В сущности, театр должен носить имя режиссера, руководящего им. Все, что в театре относится к сцене, к антуражу спектакля, подчинено ему безусловно и беспрекословно. Он царит во всем этом, и все отражает его с готовностью зеркала. Для труппы режиссер – беспрекословный авторитет, учитель, отец. Все свои силы направляет он к тому, чтобы достойно встретить свою желанную возлюбленную, которая вечером явится ему в полумраке зрительного зала.
В природных данных актера, его психофизической пластике режиссер призван уловить, с проницательностью глубочайшего психолога, линию, штрих поведения, который сродни поведению актерской маски; он должен уметь так расставить обстоятельства сценического действия, чтобы этот зачаток расцвел в актере, насыщая жизнью сценический образ, превращая ноты драматургии в звучную музыку душевного переживания.
Настоящему режиссеру дана способность через искусное сочетание внешних сценических обстоятельств внутренне раскрыть актеру его самого, раскрепостить таящиеся у него в душевной глубине творческие силы, дать ему ощутить его личность, его неповторимо индивидуальное "Я".
Ведь кем является в театре актер, если режиссер выступает как символический мужчина, а публика – символическая женщина? Уж не ребенком ли? Нет, не ребенком, но существом достаточно инфантильным, внутренне раздвоенным, разрывающимся между неосознаваемыми субъективными и осознаваемыми объективными ценностями бытия. Без этого актер – не невротик, а какой же театр без невротизма? Все проблемы актера-невротика сводятся, по существу, к постижению собственной внутренней разнополости и попытке ее творческого преодоления посредством предлагаемой драматургии. Всякий актер хочет быть личностью во что бы то ни стало, это цель, к которой он стремится; и если его маску наивно, ко убежденно принимают за его истинное лицо, то он готов не снимать ее всю жизнь.
Присутствие подле актера настоящего режиссера, то есть творческой личности, преодолевающей или уже преодолевшей свой невротизм, личности, в силу этого, достаточно самоорганизованной, цельной, – всегда должным образом душевно организует актера, потому что в лице режиссера получает он наставника, руководителя, учителя, а как невротик – психотерапевта.

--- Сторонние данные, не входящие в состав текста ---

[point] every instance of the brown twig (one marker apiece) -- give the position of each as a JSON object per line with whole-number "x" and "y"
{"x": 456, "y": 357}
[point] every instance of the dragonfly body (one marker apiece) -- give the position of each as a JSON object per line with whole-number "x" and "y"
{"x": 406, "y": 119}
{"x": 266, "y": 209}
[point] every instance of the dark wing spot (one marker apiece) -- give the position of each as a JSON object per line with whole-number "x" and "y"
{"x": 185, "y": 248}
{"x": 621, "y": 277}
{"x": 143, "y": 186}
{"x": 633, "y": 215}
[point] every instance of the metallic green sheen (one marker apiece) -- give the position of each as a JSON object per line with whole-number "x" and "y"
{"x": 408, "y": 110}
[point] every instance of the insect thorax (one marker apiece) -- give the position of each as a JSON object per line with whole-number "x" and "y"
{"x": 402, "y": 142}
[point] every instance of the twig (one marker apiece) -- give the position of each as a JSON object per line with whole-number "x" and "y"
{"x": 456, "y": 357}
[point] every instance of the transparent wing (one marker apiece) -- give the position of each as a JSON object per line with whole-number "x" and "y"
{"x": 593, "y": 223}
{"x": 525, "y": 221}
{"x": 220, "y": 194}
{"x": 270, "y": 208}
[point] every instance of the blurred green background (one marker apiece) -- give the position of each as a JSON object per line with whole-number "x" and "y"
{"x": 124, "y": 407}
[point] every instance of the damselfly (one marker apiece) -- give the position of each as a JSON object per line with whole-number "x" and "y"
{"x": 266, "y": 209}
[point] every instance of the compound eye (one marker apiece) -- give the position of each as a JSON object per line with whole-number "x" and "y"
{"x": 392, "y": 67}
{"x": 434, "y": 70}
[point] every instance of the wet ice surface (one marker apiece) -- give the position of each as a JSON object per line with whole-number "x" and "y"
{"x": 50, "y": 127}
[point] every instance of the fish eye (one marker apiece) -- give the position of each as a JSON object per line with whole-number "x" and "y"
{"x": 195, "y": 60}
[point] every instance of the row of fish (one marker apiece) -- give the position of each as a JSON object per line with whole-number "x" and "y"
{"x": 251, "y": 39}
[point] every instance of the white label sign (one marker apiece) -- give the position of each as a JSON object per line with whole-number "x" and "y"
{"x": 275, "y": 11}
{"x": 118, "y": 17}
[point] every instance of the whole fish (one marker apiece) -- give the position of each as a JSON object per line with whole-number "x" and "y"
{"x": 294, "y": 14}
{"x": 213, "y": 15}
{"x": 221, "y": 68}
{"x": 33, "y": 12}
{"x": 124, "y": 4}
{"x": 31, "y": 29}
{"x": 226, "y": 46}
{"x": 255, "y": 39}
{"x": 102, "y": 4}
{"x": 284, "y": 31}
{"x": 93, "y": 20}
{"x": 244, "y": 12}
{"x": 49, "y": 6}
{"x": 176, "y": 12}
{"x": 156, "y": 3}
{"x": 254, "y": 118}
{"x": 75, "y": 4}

Полновластие и беспрекословный авторитет режиссера приводят к тому, что каждый актер чувствует себя органично впаянным в монолит драматического действия, он лишен истерических претензий к режиссерской интерпретации его роли.
«Режиссер-мужчина» является ответом на недоумение по поводу того, почему в древних (и некоторых современных восточных) театральных системах женские роли на сцене исполняют мужчины. Можно предположить, что происходит это потому, что первый театр не знает режиссера, сценическое действие в нем организуют сами исполнители-мужчины, а режиссер появляется в театре по мере внедрения на сцену исполнительницы-женщины.
Пушкин сказал: «Истины страстей, правдоподобия чувств в предполагаемых обстоятельствах, – вот чего требует наш ум от произведения драматического писателя».
Это «правдоподобие чувств в предполагаемых обстоятельствах» более соответствует истинной сути театра, чем знакомые нам по театру К. Станиславского «правда чувств» и «предлагаемые обстоятельства».
Заземление театра на «предлагаемых обстоятельствах» и сценической «правде чувств» создает лишь своеобразную, для своего времени новаторскую, театрально-реалистическую эстетику (соответствующую материалистическим тенденциям века), при которой, несмотря на всю «жизненность», «правда чувств» на сцене начинается и на сцене же остается, давая упоение играющим актерам, но зритель при этом оказывается поглощенным, прельщенным сюжетной стороной спектакля и вовсе не чувствует себя освобожденным от заслонов и шор своей социальной маски. «Предлагаемые обстоятельства» и «правда чувств» хороши в кинематографе, но не в театре, где актер должен дать почувствовать зрителям, что маска, представляемая им, только маска, а вовсе не его живое лицо. Правда в театре исходит не от сцены, она открывается в сердцах зрителей. Задача подлинной режиссуры в подлинном общественном театре – раскрытие правдоподобия в «правде», ибо, по слову Достоевского, «настоящая правда всегда не правдоподобна».
Показать правдоподобие «жизненной правды», дать зрителю ощутить предполагаемость «предлагаемых обстоятельств» – не значит ли это вернуть ему ощущение свободы в себе, несущее всегда обновленное переживание бытия?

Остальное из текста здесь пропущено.